Many of us have had to take on
a day job unwanted obligations at some point to support our creative pursuits. This can be a drag, but there is good news: this kind of activity provides great opportunities for paying attention to habitual ways of doing things that you would like to change, and by changing, help your acting.
Suppose you are in a class and in the course of the work the teacher has called attention to a physical or vocal habit that is blocking the
flow for you: preventing you, in one way or another, from fully engaging.
It might be habitual tension in your lips or jaw or brow or around the eyes. It might be a habit of standing with your hip popped to one side or the other, so that you are not over your center of gravity. It might be habitual throat tension when you speak. It might be shallow breathing. There are any number of things it could be.
These kinds of habits can seriously undermine your efforts at entering in to the moment, integrating mind and body, and going for it. The trouble is, while you are acting is not the time to put your attention on addressing these things, because while you are acting, you want the majority of your attention to be on the scene at hand, your partner, and whatever you are pursuing in the scene. You want to be ABSORBED by these things. You don't want to be thinking about your jaw or your shoulders or whatever bugaboo of habitual tension you are struggling with. So what to do?
While you are about the aforementioned "unwanted obligations" is a great opportunity to address those things. Thinking about your jaw or your breathing is unlikely to significantly detract from these things, in the way it might while you are acting. So you have the opportunity to monitor whatever the problem area is, and continually make the adjustment that is called for. In order to change a habit, you will have to notice the unwanted habit MANY MANY TIMES and make the adjustment MANY MANY TIMES before the change starts to become automatic. If you are having to give significant chunks of time to your unwanted obligations, then you have lots of time to try to address these things.
Furthermore, not only are you given the opportunity to practice noticing and adjusting, but you have the opportunity to notice and adjust WHILE DOING SOMETHING ELSE. This adjusting-while-doing-something-else is vital, because that is what you want to be doing while acting.

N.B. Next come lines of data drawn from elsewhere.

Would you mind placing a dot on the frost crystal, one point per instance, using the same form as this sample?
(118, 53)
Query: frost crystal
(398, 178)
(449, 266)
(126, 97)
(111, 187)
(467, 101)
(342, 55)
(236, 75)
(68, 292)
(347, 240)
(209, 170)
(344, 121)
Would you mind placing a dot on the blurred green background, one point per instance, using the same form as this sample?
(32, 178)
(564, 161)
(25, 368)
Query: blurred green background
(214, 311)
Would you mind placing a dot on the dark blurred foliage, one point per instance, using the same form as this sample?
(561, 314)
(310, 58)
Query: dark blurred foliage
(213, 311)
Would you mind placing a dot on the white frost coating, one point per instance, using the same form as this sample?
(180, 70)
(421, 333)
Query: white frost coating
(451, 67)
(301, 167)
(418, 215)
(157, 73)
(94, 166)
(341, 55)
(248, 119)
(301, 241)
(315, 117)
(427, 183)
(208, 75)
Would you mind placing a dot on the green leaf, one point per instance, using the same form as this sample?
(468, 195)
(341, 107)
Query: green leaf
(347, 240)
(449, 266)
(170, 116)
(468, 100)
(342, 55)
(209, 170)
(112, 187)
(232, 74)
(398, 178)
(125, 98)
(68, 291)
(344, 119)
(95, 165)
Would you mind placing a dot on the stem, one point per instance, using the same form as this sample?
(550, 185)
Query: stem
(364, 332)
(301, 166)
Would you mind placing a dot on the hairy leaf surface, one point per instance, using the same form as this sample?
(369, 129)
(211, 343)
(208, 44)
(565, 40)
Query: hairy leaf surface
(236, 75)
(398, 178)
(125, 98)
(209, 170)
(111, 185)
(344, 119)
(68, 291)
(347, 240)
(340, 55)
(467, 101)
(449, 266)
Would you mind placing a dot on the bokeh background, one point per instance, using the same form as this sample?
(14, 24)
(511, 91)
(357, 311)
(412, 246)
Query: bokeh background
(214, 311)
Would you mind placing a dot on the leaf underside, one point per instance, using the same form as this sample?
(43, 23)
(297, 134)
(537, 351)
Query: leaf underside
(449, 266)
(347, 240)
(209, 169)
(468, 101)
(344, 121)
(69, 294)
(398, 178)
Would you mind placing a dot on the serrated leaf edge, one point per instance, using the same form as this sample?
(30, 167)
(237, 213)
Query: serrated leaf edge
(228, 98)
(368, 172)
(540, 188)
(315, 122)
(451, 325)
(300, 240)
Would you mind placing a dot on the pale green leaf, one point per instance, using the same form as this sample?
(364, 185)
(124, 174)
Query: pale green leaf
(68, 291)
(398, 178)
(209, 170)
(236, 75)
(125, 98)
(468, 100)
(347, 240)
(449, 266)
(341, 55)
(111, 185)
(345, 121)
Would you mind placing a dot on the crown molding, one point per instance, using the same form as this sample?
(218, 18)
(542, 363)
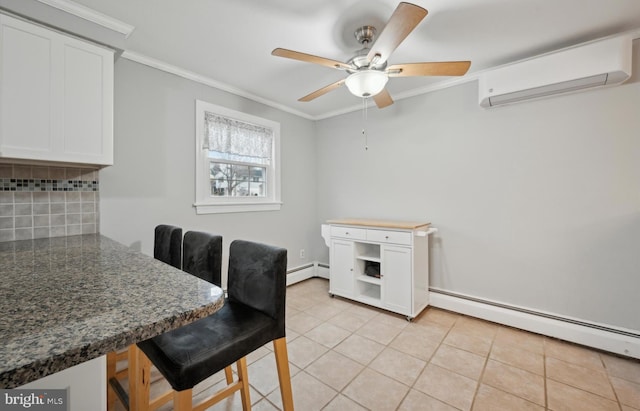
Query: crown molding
(91, 15)
(207, 81)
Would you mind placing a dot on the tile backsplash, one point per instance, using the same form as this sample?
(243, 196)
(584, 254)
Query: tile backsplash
(41, 201)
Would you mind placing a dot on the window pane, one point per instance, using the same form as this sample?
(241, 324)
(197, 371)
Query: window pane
(237, 180)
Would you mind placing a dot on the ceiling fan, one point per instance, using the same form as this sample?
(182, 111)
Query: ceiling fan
(368, 69)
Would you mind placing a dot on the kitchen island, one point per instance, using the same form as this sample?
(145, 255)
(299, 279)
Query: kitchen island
(67, 300)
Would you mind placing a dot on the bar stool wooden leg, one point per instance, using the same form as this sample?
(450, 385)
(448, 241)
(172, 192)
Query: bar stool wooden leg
(182, 400)
(111, 373)
(243, 379)
(228, 373)
(139, 380)
(284, 375)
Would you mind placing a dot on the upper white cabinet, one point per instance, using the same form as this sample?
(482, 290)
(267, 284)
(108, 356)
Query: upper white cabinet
(56, 96)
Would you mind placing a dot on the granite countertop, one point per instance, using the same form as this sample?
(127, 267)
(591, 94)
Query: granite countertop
(405, 225)
(67, 300)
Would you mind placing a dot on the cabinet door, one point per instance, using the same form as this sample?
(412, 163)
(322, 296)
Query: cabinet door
(341, 280)
(396, 279)
(56, 96)
(26, 90)
(87, 101)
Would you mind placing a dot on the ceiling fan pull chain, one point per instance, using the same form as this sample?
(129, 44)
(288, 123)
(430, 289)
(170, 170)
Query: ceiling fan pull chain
(364, 122)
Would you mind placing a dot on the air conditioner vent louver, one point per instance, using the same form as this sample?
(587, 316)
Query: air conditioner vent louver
(606, 62)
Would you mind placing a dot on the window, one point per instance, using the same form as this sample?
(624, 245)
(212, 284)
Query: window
(237, 161)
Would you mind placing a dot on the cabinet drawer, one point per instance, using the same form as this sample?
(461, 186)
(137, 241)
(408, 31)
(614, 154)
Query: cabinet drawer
(395, 237)
(348, 232)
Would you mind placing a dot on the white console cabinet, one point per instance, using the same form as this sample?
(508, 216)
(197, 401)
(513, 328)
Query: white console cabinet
(381, 263)
(56, 96)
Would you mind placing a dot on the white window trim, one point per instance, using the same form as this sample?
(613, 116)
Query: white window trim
(205, 203)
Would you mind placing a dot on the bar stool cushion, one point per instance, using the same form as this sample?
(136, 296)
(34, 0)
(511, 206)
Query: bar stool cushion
(202, 256)
(167, 244)
(187, 356)
(253, 315)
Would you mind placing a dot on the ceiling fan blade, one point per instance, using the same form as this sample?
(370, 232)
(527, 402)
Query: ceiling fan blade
(322, 91)
(383, 99)
(402, 22)
(309, 58)
(444, 68)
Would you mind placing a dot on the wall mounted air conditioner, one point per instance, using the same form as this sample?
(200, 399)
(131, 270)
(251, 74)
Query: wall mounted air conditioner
(600, 63)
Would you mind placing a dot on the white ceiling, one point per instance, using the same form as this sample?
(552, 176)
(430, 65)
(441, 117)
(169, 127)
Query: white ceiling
(230, 42)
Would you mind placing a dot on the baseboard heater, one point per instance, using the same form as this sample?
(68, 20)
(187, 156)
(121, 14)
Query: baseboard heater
(536, 313)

Once you have enough awareness and facility at making the adjustment in question, you will be able to go through that process with less and less of your awareness required for it, until you can do it without skipping the proverbial beat. When you are at that point, then your acting will truly benefit. Either you will make the adjustment automatically while you act, or the process of noticing the problem and fixing it will require so little awareness as to be no intrusion at all on your primary activity of acting the scene.
Notice the role that the teacher plays in all of this: she points out some habit, brings you to an awareness of it. The bulk of the work of changing the habit is yours. There are many students who come to an acting class wanting the teacher to make them into a good actor. There is no teacher alive who can do that. Only the student brings about transformation of himself or herself. It is the ones who take charge of their own learning process, of making that process happen, that truly grow. As much as learning to act, the student needs to learn to learn to act. A student who has that is unstoppable.